La iniciativa reforma y adiciona disposiciones de la Ley General de Salud y del Código Penal Federal, estableciendo que la muerte asistida “podrá practicarse sin que ello constituya delito o dé lugar a acción civil por daños y perjuicios”. El Comité de Bioética deberá validar la solicitud, evaluando la aptitud del paciente y la procedencia del procedimiento, asegurando que se cumplan los tiempos de reflexión y los requisitos legales y médicos correspondientes.
El proyecto también contempla el derecho de los médicos a objetar conciencia; en caso de negarse a realizar el procedimiento, la institución de salud deberá designar a otro profesional no objetor para ejecutar la muerte asistida, cumpliendo estrictamente con la normativa emitida por la Secretaría de Salud. La iniciativa subraya que la eutanasia implica la intervención directa del médico para terminar con la vida del paciente, mientras que el suicidio asistido se realiza mediante la entrega de los medios para que el propio paciente ejecute el acto, siempre con aprobación de la autoridad competente.
Opinión pública y contexto internacional
La propuesta llega en un contexto de creciente debate social. Según la Segunda Encuesta Nacional de Opinión sobre el derecho a morir con dignidad 2022, el 68.6% de los encuestados considera que las personas en fase terminal con sufrimiento irreversible deberían poder adelantar su muerte. De estos, el 57.7% apoyó que el médico proporcione las sustancias letales para que el paciente se administre el procedimiento, y el 72.7% opinó que las leyes deben modificarse para permitir este derecho.

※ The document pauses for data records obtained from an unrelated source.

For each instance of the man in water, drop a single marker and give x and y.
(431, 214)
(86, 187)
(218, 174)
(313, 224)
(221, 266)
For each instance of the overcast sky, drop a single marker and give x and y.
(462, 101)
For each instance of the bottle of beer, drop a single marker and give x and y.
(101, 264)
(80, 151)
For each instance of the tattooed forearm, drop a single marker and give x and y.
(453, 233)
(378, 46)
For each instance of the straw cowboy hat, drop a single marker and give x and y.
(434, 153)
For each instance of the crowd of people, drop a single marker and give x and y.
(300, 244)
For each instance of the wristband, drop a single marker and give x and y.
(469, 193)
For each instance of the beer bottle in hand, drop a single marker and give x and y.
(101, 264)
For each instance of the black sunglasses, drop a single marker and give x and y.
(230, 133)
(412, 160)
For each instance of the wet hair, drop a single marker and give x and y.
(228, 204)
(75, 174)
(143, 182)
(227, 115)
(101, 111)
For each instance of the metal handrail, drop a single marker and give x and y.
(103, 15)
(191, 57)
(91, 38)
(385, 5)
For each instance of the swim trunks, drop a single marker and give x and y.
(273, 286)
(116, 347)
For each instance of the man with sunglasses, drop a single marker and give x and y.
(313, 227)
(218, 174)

A nivel mundial, pocos países regulan la muerte asistida mediante legislación. Entre ellos se encuentran Suiza, Bélgica, Países Bajos, Luxemburgo, Canadá, España, Italia, Austria, Alemania, Australia y Nueva Zelanda. En América, Colombia y Ecuador han permitido la eutanasia mediante resoluciones judiciales, aunque no mediante leyes específicas. La diputada Poob Pijy Jiménez Vásquez señala que la regulación clara y estricta en México permitiría garantizar seguridad jurídica para médicos y pacientes, evitando interpretaciones arbitrarias y abusos potenciales.

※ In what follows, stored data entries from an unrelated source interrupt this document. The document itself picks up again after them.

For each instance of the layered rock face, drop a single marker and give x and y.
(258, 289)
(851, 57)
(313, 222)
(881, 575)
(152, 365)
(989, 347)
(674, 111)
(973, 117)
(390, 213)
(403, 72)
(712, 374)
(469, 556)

El proyecto también establece mecanismos de seguimiento y control de la práctica, asegurando que solo se realice en casos documentados y con consentimiento informado. Expertos en bioética destacan que la legislación sobre muerte asistida no solo responde a derechos individuales, sino que también protege la integridad del sistema de salud y evita prácticas clandestinas o mal supervisadas.
El debate legislativo promete ser intenso, ya que enfrenta visiones éticas, religiosas y médicas divergentes. Sin embargo, el enfoque de la iniciativa busca equilibrar la autonomía del paciente con la responsabilidad profesional del personal médico, dejando claro que la práctica solo podrá ejecutarse bajo estricta regulación estatal.